Si le préfet de Haute-Garonne et d'Occitanie, Étienne Guyot, se refuse à tout commentaire à ce sujet, son homologue du Tarn devrait prendre la parole à son tour dans les heures à venir. "La position nationale est de référer ces arrêtés municipaux pour les faire tomber", fait néanmoins déjà savoir son cabinet.

"Depuis quand un préfet fait du droit et déclare un arrêté illégal avant le tribunal administratif ?" pointe du doigt le maire de Rodez, Christian Teyssèdre. Surtout, un tel jugement à l'avance peut s'avérer périlleux. Dans le dossier des salles de sport, ou encore des bars et restaurants, les différents tribunaux administratifs de France n'ont pas rendu le même verdict sur leur fermeture ces derniers mois. En sera-t-il de même pour les commerces de proximité ? "Si nous ne sommes pas attendus, nous pourrons aller jusqu'à saisir le Conseil d'État", prévient déjà Thierry Deville.

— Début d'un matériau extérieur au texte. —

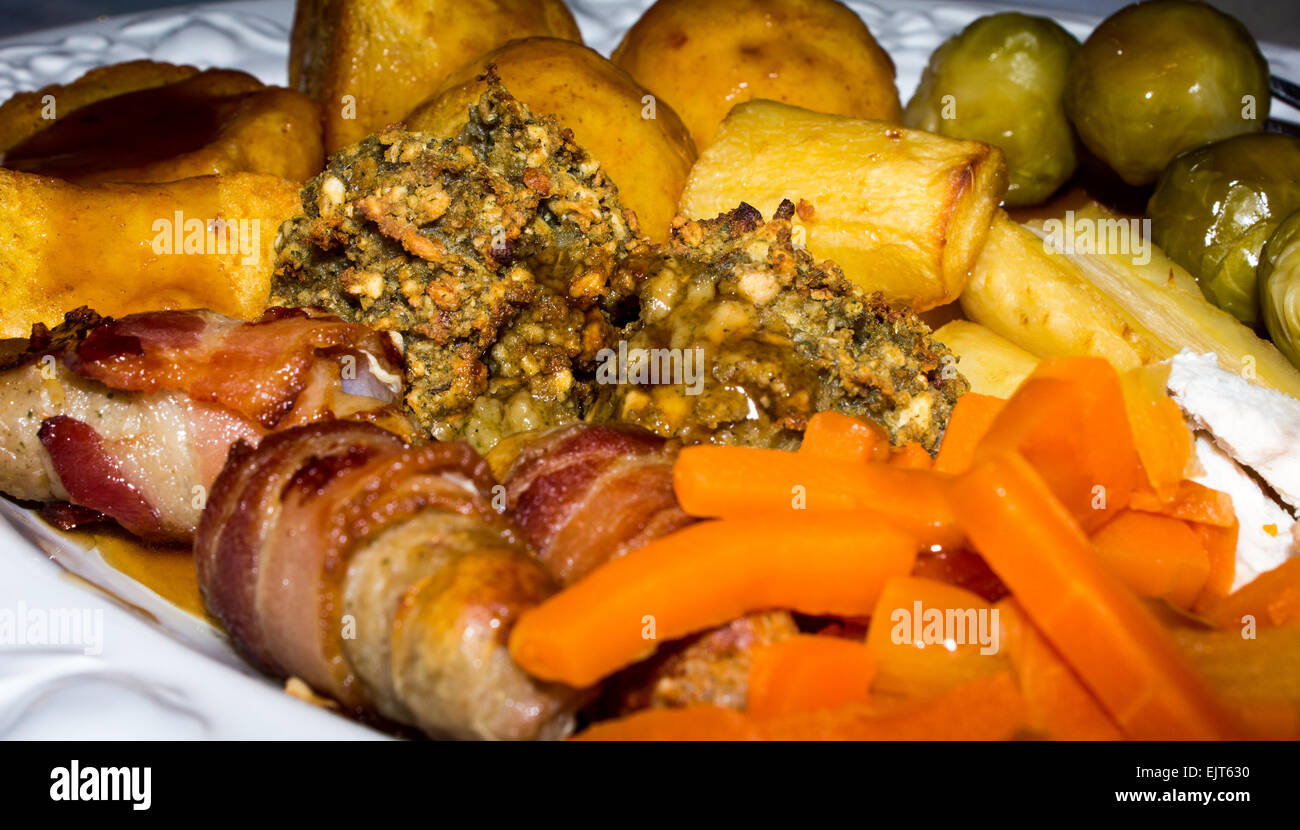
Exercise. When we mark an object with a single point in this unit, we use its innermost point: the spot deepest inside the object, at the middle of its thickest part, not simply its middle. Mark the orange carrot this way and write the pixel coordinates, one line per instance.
(1272, 599)
(736, 481)
(844, 437)
(702, 576)
(1161, 436)
(1188, 501)
(1220, 544)
(970, 420)
(806, 673)
(1069, 420)
(910, 455)
(1155, 556)
(1057, 704)
(1101, 629)
(701, 722)
(984, 709)
(910, 630)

Avant l'annonce de ces décisions juridiques tant attendues, certaines municipalités à l'image de Pibrac (Haute-Garonne), et intercommunalités comme le Sicoval (Sud-est toulousain) lancent des market places en ligne pour instaurer un dispositif de click & collect pour leurs commerçants. D'ailleurs, ces derniers, aux côtés des salles de sport et de la filière événementielle, ont prévu de rassembler d'une manière innovante 1 000 personnes sur la place du Capitole à Toulouse, vendredi 6 novembre pour faire entendre leur colère.